The survey was further confirmation that New Zealand is in a recovery phase following recession. Expectations of general business conditions over the next six months rose slightly from 22% to 23% (seasonally adjusted), the most optimistic businesses have been since September 1999. Firms’ expectations of their own trading activity over the next three months were unchanged at 13%, which is roughly average and was consistent with our Q4 2009 GDP forecast of 1.1%.

The surprising element in the survey was the 2.5 percentage point jump in capacity utilisation – something that will worry the Reserve Bank. Historically, capacity utilisation has been one of the best guides to future non-tradables inflation, which lies at the heart of the Reserve Bank’s inflation targeting schema. The data suggested that all of the spare capacity that built up during the recession has already been used up, which in turn suggests that general inflation could soon start to rise again.
However, the size of the jump in capacity utilisation was completely out of kilter with the more modest improvements in other indicators, so it cannot be taken entirely at face value.
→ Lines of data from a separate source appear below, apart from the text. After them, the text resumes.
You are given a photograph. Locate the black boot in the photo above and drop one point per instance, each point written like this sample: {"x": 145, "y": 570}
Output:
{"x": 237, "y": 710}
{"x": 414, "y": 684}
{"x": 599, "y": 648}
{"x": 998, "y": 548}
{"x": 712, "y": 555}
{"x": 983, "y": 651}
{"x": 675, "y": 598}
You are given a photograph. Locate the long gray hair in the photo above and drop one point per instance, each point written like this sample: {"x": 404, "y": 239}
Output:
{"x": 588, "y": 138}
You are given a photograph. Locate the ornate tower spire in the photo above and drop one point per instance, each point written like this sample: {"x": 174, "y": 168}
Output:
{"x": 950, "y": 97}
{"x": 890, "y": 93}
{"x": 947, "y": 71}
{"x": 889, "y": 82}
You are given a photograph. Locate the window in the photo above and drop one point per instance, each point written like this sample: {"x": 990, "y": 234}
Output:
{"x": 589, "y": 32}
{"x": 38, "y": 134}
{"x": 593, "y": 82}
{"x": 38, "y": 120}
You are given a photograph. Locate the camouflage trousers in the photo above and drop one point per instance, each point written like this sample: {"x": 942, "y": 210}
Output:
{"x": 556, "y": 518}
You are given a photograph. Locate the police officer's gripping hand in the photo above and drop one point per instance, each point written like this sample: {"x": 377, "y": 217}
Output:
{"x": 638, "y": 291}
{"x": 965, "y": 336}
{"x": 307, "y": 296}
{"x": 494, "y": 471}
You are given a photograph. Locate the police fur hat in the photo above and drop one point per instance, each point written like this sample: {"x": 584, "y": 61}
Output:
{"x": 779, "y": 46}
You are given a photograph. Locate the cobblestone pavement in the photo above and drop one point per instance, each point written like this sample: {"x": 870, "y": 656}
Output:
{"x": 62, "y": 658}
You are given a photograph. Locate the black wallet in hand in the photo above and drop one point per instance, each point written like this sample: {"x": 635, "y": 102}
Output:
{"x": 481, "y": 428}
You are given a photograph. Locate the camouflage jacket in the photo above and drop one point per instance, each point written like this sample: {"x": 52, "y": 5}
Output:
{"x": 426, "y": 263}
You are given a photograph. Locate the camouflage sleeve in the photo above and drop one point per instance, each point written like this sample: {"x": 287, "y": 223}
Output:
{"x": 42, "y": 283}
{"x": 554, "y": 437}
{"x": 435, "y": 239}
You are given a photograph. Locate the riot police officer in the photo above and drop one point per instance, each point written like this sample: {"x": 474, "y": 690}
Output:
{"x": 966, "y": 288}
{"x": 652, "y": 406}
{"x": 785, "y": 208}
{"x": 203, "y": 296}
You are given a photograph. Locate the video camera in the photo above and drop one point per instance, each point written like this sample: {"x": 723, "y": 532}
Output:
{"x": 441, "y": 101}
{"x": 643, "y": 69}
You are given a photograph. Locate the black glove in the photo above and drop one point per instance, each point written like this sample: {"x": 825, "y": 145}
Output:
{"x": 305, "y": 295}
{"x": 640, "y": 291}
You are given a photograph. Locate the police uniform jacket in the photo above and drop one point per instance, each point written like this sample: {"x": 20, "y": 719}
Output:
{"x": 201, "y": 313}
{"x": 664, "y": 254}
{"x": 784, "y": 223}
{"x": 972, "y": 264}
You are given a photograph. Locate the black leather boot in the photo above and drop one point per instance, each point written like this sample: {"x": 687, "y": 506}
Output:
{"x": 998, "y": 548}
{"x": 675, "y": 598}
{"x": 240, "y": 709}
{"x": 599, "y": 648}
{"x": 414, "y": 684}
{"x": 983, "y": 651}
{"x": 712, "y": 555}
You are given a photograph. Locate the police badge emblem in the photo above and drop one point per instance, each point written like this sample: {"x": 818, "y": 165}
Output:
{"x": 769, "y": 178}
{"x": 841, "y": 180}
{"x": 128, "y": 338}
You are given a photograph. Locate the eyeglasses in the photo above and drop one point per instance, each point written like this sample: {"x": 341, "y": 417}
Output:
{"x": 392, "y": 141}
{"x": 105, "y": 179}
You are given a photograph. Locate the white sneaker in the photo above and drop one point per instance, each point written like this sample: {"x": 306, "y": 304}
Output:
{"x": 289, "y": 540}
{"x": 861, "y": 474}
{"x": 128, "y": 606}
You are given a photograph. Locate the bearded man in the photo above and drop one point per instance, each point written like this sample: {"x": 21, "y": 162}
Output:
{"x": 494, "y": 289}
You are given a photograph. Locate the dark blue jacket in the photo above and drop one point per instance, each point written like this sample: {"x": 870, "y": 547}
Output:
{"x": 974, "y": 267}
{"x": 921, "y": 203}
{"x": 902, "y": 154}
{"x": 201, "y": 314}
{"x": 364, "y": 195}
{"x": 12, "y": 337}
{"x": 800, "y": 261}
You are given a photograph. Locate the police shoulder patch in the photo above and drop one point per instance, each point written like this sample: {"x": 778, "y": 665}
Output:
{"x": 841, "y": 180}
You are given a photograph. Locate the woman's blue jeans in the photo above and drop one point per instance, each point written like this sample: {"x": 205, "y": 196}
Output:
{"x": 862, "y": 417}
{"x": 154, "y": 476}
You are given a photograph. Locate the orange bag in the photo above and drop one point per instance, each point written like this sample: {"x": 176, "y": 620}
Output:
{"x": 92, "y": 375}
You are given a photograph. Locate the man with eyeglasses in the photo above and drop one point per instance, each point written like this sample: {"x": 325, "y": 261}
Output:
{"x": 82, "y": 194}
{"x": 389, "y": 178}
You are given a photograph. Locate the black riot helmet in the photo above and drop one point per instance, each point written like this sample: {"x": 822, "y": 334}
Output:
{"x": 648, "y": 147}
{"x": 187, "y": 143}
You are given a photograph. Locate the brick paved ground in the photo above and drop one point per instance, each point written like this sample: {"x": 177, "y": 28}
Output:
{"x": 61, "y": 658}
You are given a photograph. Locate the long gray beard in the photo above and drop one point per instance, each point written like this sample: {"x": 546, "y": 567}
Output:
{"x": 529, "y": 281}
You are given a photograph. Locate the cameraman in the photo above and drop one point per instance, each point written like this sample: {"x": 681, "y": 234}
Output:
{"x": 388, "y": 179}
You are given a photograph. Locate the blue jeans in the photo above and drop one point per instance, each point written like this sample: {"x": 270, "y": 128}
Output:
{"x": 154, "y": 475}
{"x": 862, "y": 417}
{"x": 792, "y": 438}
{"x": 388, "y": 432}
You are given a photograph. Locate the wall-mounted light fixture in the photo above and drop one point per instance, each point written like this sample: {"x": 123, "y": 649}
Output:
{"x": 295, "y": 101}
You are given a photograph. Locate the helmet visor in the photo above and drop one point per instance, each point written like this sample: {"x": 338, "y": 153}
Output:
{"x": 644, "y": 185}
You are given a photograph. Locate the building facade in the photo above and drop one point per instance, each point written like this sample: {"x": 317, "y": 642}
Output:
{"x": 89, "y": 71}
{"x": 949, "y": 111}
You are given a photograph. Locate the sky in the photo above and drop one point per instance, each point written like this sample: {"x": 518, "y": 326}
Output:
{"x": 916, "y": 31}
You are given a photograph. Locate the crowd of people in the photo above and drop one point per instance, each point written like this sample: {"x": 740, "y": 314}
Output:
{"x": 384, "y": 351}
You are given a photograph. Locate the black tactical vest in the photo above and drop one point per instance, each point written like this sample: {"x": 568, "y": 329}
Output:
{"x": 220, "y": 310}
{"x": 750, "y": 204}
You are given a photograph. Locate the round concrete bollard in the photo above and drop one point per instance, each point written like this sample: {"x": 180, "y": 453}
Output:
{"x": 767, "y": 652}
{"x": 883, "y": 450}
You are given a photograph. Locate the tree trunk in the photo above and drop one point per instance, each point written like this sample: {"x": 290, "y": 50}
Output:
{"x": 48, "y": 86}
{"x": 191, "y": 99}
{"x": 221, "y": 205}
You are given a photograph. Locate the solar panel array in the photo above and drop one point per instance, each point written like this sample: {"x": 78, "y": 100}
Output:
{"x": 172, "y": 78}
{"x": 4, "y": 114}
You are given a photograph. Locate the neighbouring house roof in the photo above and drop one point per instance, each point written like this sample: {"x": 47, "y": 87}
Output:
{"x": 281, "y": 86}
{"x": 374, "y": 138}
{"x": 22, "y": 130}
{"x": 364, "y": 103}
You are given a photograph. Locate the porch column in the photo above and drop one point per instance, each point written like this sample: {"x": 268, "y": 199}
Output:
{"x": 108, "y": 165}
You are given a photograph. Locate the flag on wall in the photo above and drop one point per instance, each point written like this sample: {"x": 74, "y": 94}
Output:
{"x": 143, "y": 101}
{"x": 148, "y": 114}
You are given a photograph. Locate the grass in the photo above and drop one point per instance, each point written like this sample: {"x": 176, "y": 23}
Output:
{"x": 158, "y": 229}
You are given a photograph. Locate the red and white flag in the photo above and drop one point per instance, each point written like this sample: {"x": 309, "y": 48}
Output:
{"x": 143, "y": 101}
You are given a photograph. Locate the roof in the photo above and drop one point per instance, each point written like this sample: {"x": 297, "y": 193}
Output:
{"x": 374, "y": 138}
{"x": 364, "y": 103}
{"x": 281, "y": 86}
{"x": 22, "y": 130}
According to the QSBO the labour market has well-and-truly turned, although it is still weak. Responses on employment intentions suggested that employment growth has resumed, and firms reported a marked fall in the ease of finding labour. The Westpac-McDermott Miller December quarter employment confidence survey, released the day after the QSBO, confirmed the picture of stabilisation in the labour market with its increase in current employment conditions. Unemployment appears to be close to its peak and will soon claw its way lower. We expect that the unemployment rate will peak at 6.7% in early 2010 before inching lower over the remainder of this year.